制服も君らの知っている警察官のものとは全く違い、桂離宮などの見学をするときなどは、見学者に付き添い、悪さをしないか見張られている。(不審者と思われたのか、私から離れようとしなかった。)
皇族の参拝などの先払いをする護衛官が今でも存在する。
とねり→下級役人、掃除、洗濯、宿直、護衛、馬の口取り、牛を引いて牛車の運転、何でもやる。
うち→宮中。
てんじょう→殿上の間は清涼殿にある。天皇が普段の仕事をしておられる建物。
つぼね→大きな建物の中の仕切りをした小部屋。
板や壁で固定的に仕切りを付けた部屋、一時的に几帳や屏風で仕切った部屋の両方を局と呼ぶ。
ざうし→宮中、役所の中の部屋。曹司。
局も曹司も小部屋だが、局は主として女性の使用が多いようだし、曹司は男女ともに執務室と言ったイメージがありそうだが、明確な違いはわからない。
曹司は中国の男性官僚の部屋の呼称であり、その影響からか平中物語などは局は使われていない。
落窪や宇津保あたりから局の用例が増えていると先生から聞いたことがある。
おほとなぶら→大殿油は宮中で使う脚の長い台の上の皿部分に油を入れ灯心を使った明かり、灯火であり電気スタンドのようなもの。
きちゃう→保健室にあるような仕切りの移動式のカーテンのようなもの。
Tの字の形をした横木に柱を付けた形で横木に帷子・かたびらという吹き流しをばらしたような布を垂らして作られている。
しとみ→障子の格子の部分に、紙ではなくベニヤを張ったような戸。
すいがい→透き垣・板や竹で少し間をあけて作った垣根。
せんざい→前栽・自然のままの山野の姿をそのまま移そうと春や秋の草木を植えて庭の植え込みを作った。
やりみず→外部から引き込んだ水の流れを、寝殿造りの家屋の寝殿と対の屋の建物の間を廊下に沿って流れるようにし、さらに緩やかに曲がりながら池に注ぎ込むように作った。

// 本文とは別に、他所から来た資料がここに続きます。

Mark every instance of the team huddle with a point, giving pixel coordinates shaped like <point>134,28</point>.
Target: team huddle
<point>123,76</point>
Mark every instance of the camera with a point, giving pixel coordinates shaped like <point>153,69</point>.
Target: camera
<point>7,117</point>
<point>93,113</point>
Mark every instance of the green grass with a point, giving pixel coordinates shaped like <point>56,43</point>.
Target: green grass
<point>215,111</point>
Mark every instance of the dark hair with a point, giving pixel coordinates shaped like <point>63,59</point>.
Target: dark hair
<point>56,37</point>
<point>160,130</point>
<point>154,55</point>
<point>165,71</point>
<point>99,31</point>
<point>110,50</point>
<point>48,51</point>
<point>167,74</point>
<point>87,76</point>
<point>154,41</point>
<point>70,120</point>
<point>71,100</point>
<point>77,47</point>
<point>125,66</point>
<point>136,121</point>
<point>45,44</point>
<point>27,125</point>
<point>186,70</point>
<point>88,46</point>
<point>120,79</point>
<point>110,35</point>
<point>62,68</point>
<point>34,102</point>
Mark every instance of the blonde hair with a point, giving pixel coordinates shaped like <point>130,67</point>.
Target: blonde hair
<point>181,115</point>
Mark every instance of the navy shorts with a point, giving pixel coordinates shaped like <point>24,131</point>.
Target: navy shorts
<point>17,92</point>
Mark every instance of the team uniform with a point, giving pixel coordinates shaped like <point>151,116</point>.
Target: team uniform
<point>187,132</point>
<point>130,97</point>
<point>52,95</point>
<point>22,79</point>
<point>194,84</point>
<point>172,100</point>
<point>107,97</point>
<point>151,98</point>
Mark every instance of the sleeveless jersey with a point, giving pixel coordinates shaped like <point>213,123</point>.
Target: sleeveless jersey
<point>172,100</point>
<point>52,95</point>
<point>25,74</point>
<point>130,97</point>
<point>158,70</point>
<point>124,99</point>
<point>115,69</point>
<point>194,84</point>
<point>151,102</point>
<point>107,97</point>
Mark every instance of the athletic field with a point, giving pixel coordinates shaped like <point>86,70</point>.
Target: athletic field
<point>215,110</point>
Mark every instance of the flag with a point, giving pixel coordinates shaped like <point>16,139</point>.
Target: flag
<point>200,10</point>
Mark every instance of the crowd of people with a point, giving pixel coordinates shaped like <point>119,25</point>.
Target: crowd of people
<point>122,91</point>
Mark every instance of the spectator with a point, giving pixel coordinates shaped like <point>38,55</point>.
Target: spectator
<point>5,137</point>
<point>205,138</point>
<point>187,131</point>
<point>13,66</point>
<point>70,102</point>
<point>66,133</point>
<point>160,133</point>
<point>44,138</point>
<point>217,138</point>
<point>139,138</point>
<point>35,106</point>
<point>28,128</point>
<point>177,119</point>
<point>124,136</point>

自然の美しさを愛でるとともに、京都の暑さをしのぐという庭園設計に基づいたちいさな流れ。
とのゐ→職務として貴族の家に宿泊して警護、事務等の仕事をすること。貴族との話し相手もしていた。
めのと→母親に代わって貴族の子供に乳を飲ませ、守り育てる仕事をする女官。
乳が出ると言うことは自分にも幼児がおり、この子を乳母子という。
ふるさと→生まれ故郷という意味もあるが、古くからのなじみの土地もふるさとという。
さと→宮中に仕えている人が、内裏・うち・宮中に対して自分の実家をさとと言う。
がり→許・京都にいる医者の所へ連れて行く、くすしのがり、ひきゐていく。
ひじり→柿本人麻呂は歌の道で最も優れた人であったよ、柿本人麻呂なむ、うたのひじりなりける。
あま→海人・漁師の釣り舟、あまのつりぶね。
うしろみ→この社長が、きっとこの子の後見人、世話をする人なのでしょう、この子の、うしろみなるべし。